A WORKER who went on holiday returned to find his belongings thrown out.
Senior union shop steward Paul Bragg had led the fight to save Remploy’s Wallasey Central Cutting Unit (CCU), which employs disabled people.
The factory closed earlier this month – more than three weeks earlier than expected – after it was axed as part of cost-cutting measures by the company.
But Paul Bragg, said he returned from holiday on Sunday to be told all his personal effects and years of union paperwork stored in his work locker had been thrown out.
He said: “I’ve been fighting for five years to save the Central Cutting Unit, and after I had my final consultation and they said the factory would close on March 31, I decided to get away from it for a bit, and take a holiday.
“I had hoped to be able to come back and finish off whatever needed to be done in the last two weeks of March, and say goodbye to people I had worked with, some for 20 years.
“Instead I got a text while I was away saying they had brought the closure forward and shut the factory, sending people home on March 6.”

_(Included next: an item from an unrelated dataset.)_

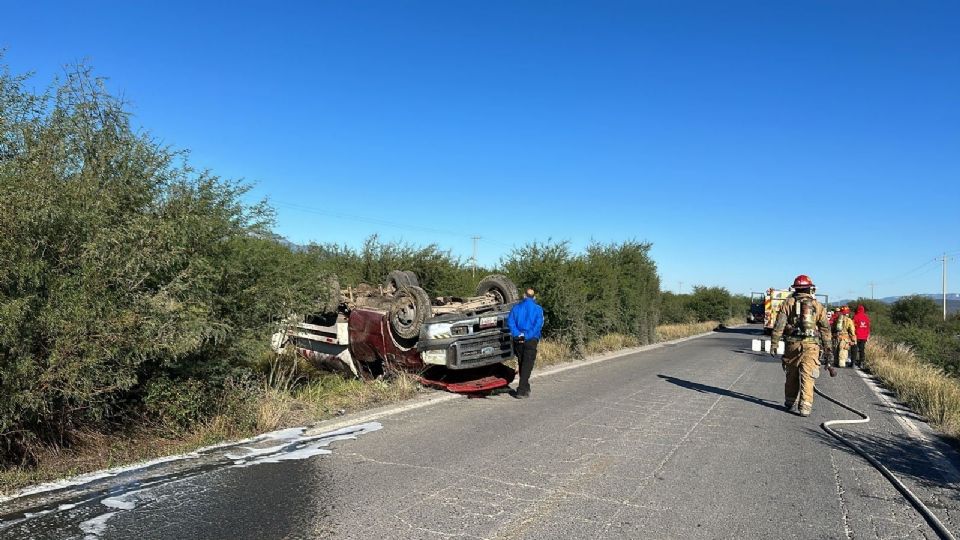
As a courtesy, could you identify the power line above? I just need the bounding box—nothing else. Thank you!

His locker was a larger container in which he stored his work clothes as well as union-related paperwork and other personal items, including some he described as “quite expensive”.

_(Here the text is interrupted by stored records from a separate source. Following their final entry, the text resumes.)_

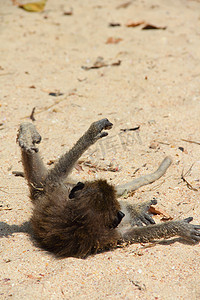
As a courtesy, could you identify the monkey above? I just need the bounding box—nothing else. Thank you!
[17,119,200,258]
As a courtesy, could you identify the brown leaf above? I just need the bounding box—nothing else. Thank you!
[18,0,47,12]
[142,24,167,30]
[125,21,145,27]
[81,56,121,71]
[116,1,132,9]
[149,205,173,221]
[106,37,122,44]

He said he contacted the company on Monday to be told “everything had been thrown away”.
He said: “I’ve given 20 years of loyal service to this company and for them to treat me like this – I’m quivering with anger. They knew I was on holiday.
“They should have given me the opportunity to come down and get my things – it was only a matter of a few days.”
Local councillor Leah Fraser, who has supported the campaign to save the factory, said Remploy management have treated the 43 workers at the CCU in Wallasey “with complete contempt since the closure was announced”. She added: “They should have been treated with more dignity than this. However, nothing that this Government does or Remploy bosses do, would surprise me now.”
According to Remploy, of the 40 employees at the CCU, four transferred to the other Birkenhead site, 22 took voluntary redundancy, 13 took early retirement and there was one compulsory redundancy of a non-disabled employee.
Industrial action was held by Remploy workers facing factory closures throughout February in protest at the closure plans.
They were furious at the decision made by former Work and Pensions Secretary Peter Hain, who at first appeared to put a block on the closures during last year’s Labour Party conference, stating there would be no closures without ministerial approval.
But late last year it was announced 28 plants employing more than 1,600 workers would close.